The trading caravan post wasn’t far, stationed right by the north-western gate, with its cloth sign above the hollow archway flapping lazily in the breeze and making the paw design on it ripple and flex. The main caravan gate was up, and in the shadowy archway, two carriages crouched like the great mammoth-tiger Khajiits, the Senche-raht. Normal Khajiits were milling around them, chattering to each other as they loaded rolled bundles, chests, crates, and sacks onto the first carriage, and fixed harnesses onto two moon cows to pull both of the carriages. The flesh-toned creatures were a bit bigger than the average horse, but much bulkier, built more like the mammoths of Skyrim and lumpier than an Imperial’s face after it lost a drunken brawl.

They looked ready to go, and I’m sure an extra hand wouldn’t be turned down. Spotting the Khajiit standing at the side in shining ebony armour blacker than a siligonder’s shell, I adjusted my scarf, and went up to them.

“Are you heading up to Skyrim, by chance?” I asked, as the cat turned to look at me. A lofty Cathay-raht, their mottled golden fur was covered in deep brown circular blotches, and their long tail hung down calmly behind them.

“Yes, the caravan goes there. You wish to travel with us, yes?” She had a deep, raspy purr of a voice, and her claws drumming on her armour thudded like a heartbeat.

“Is it possible to? I need to get to Skyrim. It’s…personal.” I lied.

“Sure, sure, though you will have to travel with the stock. You can store your things with ours. If you help S’Nadahra load the carriages, she help you hide when you get near Windhelm.”

Hide? “Thank you, and I’ll gladly help, but why would I want to hide?”

The Khajiit, S’Nadahra, raised her brow in shock, her tail starting to twitch. “It’s…it’s nothing, do not worry.
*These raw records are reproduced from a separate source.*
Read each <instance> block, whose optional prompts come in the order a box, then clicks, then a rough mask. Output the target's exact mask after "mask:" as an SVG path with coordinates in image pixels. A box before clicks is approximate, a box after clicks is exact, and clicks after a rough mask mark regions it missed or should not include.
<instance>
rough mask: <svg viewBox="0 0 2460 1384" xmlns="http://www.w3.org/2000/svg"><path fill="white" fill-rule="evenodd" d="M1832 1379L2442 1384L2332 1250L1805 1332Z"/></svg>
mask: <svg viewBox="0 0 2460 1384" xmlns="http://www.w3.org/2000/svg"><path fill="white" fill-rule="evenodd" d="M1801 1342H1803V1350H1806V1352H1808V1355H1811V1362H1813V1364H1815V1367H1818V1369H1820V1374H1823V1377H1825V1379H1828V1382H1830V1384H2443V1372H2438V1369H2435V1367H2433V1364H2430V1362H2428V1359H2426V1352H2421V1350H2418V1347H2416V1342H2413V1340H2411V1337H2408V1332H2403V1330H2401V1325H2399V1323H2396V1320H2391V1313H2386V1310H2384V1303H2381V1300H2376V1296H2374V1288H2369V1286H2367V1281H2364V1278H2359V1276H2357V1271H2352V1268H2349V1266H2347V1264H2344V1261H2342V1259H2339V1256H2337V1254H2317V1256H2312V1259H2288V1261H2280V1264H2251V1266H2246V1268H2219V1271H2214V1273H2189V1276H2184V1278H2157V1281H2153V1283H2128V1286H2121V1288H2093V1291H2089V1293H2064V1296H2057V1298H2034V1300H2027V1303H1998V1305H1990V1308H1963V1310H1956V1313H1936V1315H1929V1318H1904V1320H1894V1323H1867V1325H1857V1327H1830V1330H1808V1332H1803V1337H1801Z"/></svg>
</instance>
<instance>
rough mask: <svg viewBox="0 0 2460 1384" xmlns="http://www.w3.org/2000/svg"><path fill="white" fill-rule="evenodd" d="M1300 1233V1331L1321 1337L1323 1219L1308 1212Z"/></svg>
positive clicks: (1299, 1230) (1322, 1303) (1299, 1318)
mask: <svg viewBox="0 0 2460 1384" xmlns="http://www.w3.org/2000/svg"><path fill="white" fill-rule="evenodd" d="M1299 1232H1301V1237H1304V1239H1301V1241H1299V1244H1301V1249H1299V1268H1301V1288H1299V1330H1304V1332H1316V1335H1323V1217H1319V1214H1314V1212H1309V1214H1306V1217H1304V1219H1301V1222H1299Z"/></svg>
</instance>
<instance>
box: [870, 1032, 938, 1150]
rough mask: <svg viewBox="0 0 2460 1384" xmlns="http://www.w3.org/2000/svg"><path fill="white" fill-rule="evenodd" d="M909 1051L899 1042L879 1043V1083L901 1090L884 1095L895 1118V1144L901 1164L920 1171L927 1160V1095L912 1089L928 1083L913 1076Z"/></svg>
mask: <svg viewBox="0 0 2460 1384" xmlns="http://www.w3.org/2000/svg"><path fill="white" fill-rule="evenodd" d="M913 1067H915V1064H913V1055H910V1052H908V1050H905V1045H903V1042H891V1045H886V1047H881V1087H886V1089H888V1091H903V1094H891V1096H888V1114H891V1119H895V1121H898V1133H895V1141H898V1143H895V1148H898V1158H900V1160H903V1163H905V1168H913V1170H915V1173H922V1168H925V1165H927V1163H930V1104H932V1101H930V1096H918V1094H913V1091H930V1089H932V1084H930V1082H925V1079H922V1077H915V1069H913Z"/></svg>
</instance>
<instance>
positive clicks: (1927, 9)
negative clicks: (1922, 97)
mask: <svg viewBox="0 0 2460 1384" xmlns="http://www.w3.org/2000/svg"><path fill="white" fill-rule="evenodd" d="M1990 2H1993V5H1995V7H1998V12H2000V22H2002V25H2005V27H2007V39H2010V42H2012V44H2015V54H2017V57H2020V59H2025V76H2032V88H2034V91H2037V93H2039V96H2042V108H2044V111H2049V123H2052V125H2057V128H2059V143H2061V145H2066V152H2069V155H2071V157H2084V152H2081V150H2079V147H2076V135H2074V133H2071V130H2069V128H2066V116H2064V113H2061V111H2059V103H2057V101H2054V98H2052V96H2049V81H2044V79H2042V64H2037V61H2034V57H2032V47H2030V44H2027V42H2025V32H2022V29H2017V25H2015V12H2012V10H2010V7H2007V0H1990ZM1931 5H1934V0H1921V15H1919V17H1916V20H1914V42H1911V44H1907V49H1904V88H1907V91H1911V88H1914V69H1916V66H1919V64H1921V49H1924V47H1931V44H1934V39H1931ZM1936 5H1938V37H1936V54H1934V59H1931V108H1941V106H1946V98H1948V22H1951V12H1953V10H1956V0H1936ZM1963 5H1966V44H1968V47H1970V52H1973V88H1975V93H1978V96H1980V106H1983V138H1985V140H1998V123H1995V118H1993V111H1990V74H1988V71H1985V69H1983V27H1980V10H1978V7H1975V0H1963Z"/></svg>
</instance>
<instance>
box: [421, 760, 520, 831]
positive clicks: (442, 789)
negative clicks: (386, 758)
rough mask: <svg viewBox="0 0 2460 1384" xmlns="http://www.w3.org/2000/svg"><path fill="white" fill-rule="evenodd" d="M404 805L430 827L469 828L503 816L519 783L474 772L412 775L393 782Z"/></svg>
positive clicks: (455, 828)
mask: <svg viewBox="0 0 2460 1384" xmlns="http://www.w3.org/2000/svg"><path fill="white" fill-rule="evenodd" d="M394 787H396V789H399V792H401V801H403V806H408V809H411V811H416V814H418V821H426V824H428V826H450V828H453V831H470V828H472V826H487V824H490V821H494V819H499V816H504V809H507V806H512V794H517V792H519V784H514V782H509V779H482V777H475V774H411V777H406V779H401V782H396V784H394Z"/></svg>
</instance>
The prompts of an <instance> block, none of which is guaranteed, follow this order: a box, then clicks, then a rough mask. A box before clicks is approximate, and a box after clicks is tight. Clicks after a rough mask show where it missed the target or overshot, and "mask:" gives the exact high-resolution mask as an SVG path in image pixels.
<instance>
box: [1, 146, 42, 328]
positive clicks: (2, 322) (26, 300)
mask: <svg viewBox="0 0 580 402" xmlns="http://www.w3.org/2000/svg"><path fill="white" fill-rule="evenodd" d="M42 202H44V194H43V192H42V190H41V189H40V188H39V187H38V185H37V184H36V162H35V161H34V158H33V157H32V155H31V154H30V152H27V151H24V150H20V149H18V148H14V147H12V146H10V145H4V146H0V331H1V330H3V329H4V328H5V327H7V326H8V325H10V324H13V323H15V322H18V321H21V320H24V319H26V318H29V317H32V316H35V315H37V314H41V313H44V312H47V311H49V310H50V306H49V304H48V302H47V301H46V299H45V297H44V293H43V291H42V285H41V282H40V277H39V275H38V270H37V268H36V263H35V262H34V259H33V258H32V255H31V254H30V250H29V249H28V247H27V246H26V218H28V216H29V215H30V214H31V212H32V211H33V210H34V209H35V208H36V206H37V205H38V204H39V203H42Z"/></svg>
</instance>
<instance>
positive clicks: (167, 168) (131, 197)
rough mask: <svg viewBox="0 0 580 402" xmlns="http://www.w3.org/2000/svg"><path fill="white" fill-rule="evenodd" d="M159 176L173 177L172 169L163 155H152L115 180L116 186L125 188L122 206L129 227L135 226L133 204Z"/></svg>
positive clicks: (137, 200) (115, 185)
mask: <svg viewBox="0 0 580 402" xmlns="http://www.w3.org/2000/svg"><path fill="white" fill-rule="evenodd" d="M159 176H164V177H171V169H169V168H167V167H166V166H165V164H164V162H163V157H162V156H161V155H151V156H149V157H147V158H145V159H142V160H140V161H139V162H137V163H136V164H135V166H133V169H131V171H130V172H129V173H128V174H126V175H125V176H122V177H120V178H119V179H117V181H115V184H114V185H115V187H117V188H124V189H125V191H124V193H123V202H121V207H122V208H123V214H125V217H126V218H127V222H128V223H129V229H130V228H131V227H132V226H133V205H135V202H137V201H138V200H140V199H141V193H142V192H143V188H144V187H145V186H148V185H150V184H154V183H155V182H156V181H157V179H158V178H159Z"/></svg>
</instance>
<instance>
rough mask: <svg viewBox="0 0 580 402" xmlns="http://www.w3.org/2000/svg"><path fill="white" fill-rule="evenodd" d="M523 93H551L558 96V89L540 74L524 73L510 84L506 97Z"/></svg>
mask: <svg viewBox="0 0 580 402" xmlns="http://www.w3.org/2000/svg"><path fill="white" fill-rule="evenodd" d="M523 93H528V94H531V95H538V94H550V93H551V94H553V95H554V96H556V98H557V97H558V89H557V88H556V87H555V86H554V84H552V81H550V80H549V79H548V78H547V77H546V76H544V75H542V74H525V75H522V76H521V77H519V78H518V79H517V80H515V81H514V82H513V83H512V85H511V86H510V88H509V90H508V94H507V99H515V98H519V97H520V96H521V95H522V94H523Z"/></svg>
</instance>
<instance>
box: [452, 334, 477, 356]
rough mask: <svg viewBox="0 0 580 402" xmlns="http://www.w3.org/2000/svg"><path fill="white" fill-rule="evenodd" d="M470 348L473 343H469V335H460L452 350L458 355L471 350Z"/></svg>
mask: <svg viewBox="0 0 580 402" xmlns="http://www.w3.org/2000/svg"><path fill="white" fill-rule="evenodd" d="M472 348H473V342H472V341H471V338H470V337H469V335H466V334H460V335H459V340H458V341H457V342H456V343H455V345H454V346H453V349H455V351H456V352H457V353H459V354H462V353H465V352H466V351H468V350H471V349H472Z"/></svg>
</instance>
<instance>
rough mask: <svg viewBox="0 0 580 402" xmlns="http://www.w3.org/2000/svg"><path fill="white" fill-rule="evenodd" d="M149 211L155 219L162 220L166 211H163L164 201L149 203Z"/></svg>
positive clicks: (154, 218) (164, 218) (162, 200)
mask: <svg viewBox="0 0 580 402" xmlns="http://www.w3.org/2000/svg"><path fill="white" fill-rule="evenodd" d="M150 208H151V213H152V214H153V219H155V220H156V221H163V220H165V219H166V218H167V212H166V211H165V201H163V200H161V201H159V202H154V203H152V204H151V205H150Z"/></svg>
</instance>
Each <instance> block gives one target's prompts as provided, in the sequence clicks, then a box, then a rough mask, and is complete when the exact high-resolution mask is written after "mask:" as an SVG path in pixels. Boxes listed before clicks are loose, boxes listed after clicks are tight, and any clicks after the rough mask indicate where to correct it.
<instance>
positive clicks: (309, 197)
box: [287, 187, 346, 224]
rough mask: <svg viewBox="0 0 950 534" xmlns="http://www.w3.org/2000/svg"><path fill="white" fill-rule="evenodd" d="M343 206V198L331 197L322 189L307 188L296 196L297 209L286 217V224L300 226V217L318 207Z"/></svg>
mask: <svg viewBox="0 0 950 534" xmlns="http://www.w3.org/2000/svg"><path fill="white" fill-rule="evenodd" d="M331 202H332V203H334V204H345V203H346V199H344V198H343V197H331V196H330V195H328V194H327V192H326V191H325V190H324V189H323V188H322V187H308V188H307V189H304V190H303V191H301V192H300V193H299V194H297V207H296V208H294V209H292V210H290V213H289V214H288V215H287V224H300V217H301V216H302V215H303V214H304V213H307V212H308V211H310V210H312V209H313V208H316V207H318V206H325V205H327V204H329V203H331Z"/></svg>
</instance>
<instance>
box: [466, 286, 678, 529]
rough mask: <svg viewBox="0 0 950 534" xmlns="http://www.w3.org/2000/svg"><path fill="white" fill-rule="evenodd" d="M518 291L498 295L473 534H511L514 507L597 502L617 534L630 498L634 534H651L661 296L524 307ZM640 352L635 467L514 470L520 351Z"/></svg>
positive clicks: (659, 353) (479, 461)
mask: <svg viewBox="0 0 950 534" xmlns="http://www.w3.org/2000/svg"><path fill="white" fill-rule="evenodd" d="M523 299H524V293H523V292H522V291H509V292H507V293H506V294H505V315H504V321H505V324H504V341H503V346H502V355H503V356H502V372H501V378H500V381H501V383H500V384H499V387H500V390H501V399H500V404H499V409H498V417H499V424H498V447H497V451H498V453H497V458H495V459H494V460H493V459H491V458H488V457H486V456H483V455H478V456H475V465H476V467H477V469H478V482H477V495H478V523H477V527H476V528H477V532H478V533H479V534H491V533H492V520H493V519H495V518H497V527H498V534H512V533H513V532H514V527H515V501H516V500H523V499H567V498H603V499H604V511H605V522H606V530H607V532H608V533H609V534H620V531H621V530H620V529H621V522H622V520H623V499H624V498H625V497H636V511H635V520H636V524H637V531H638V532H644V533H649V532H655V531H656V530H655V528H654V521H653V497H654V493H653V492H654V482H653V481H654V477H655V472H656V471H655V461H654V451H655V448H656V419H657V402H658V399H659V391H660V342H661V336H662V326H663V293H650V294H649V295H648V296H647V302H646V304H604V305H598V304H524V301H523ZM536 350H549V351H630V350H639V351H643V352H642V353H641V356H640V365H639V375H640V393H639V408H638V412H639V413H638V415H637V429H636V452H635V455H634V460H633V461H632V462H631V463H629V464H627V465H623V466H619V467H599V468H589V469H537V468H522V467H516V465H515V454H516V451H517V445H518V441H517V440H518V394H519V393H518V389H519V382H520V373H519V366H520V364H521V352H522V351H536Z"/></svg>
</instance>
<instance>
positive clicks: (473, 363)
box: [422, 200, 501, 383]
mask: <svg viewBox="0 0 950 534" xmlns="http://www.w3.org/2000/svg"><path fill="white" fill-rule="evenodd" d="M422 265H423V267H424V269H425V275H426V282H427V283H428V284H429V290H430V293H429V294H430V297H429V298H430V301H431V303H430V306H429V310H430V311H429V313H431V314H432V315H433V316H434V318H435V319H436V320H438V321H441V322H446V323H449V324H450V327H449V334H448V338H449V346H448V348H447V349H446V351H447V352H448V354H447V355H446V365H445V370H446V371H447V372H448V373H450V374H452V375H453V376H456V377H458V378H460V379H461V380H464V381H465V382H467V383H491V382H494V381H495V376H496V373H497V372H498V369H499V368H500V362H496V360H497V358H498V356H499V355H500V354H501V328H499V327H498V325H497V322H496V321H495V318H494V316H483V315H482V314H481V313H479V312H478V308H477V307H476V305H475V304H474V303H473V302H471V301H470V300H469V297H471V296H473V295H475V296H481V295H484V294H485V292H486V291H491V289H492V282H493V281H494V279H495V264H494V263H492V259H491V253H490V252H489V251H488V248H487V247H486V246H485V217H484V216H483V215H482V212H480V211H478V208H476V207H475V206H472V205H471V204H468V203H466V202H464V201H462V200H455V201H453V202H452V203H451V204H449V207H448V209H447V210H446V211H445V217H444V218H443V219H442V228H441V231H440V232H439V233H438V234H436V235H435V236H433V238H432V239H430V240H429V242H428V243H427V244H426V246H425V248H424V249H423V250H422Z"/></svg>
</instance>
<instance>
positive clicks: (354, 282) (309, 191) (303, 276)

Khajiit just is used to hostile reception from Stormcloaks, and worried you will receive the same treatment. Please, store your things. All will be fine.”

She smiled as she said it, but there was pity in her eyes as she looked down at me. “Okay…seriously though, why would I want to hide? It’s not that bad in Skyrim, is it?”

S’Nadahra sighed, shaking her head a little. “I shall tell you on the way, child. We have a journey of two moons ahead of us. Now please, help out Ma’Shundza with the chest of pelts, and we shall discuss it whilst on the moonpath.”